Dunque, rientrando nel merito: io sono fra coloro (molti a dire il vero) i quali ritengono che con l’indicazione elettorale del presidente del Consiglio regolata da un’adeguata legge elettorale (per esempio riprendendo l’Italicum sia pure con le correzioni imposte dall’infausta giurisprudenza costituzionale) di elezione giuridicamente diretta non ci sarebbe affatto bisogno e molte cose andrebbero a posto da sé: se solo al presidente del Consiglio si attribuissero i poteri giuridici comunque indispensabili. Tuttavia penso che si debba essere realisti: che dopo aver rinunciato all’etichetta del presidenzialismo, Meloni rinunci anche all’elezione diretta tout court, resta auspicabile ma a me pare improbabile (sarebbe, peraltro, ciò che la trasformerebbe da ottima e capace politica, quale ha già mostrato di essere, una vera statista).
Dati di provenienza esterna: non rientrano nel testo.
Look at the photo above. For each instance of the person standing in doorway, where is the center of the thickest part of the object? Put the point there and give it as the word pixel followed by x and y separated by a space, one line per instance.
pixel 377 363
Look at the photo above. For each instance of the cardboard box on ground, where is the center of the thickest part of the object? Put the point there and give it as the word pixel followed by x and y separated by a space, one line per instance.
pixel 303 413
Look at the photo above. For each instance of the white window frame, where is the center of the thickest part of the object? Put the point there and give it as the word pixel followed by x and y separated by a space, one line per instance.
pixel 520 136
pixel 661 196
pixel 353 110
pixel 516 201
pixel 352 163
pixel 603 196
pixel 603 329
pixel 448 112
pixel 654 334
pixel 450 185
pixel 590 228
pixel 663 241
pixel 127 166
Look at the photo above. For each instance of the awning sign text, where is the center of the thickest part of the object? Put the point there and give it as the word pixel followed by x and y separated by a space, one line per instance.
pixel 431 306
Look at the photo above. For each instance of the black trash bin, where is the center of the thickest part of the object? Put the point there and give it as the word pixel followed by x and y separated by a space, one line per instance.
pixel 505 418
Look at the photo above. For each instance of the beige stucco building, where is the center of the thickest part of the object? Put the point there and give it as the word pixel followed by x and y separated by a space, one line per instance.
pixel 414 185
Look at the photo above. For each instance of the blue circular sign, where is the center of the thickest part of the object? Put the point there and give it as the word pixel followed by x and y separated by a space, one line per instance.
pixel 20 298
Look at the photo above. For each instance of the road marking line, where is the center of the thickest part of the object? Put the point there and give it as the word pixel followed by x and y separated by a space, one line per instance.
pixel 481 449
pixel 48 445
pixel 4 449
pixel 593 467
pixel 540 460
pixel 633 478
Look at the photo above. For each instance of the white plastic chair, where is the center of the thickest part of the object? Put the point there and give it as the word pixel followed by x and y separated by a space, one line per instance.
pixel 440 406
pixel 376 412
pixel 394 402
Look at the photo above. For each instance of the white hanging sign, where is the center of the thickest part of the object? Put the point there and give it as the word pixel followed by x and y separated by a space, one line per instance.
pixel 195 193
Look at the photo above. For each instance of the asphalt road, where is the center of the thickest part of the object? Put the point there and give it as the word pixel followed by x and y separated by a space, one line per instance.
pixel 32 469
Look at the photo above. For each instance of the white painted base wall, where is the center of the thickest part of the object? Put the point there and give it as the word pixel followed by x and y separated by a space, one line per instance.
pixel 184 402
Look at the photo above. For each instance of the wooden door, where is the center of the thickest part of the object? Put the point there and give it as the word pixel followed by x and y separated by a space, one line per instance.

Vedremo.
Qual’è allora il minimo sindacale per rendere votabile (in quanto sufficientemente coerente e potenzialmente funzionale), dal punto di vista dei riformisti, il testo Casellati-Meloni?
Mi limito qui, in conclusione, a un mero elenco: a) eliminare il voto di fiducia iniziale, superfluo e dannoso; b) abolire la norma c.d. antiribaltone (è un incentivo ai ribaltoni e produce contraddizioni intollerabili) e sostituirla, in nome di una minima eccezionale flessibilità con una norma che permetta (sempre) la formazione di governi d’unità nazionale, cui però il Parlamento debba conferire la fiducia con la maggioranza del 60% o dei due terzi dei componenti (non sarebbe “ribaltone” perché non potrebbe nascere senza il consenso di gran parte della maggioranza del presidente uscente, magari confermato); c) attribuzione al premier demoeletto del potere pieno di nomina e revoca dei ministri; d) attribuzione al premier demoeletto del potere di determinare l’indirizzo politico del governo (come in Germania); e) riscrittura dei riferimenti alla legge elettorale e presentazione contestuale di una congrua proposta di legge elettorale, nella quale il ballottagio non può non trovar posto; f) introduzione dell’ulteriore norma stabilizzatrice che preveda l’incompatibilità fra incarico ministeriale e parlamentare; g) prevedere il limite dei due mandati pieni.
P.S. Naturalmente ci sarebbero tante altre riforme da fare a partire da quella del bicameralismo. Ma non è più tempo di riforme organiche, pare. Soprattutto sarebbe opportuno che in proposito tacessero quanti ai tempi della riforma Renzi-Boschi ci tolsero la vita rivendicando l’inopportunità e taluno perfino l’illegittimità costituzionale di revisioni organiche, pretendendo a gran voce, nel contempo, un distinto e separato referendum per ogni singolo istituto sottoposto a modifica.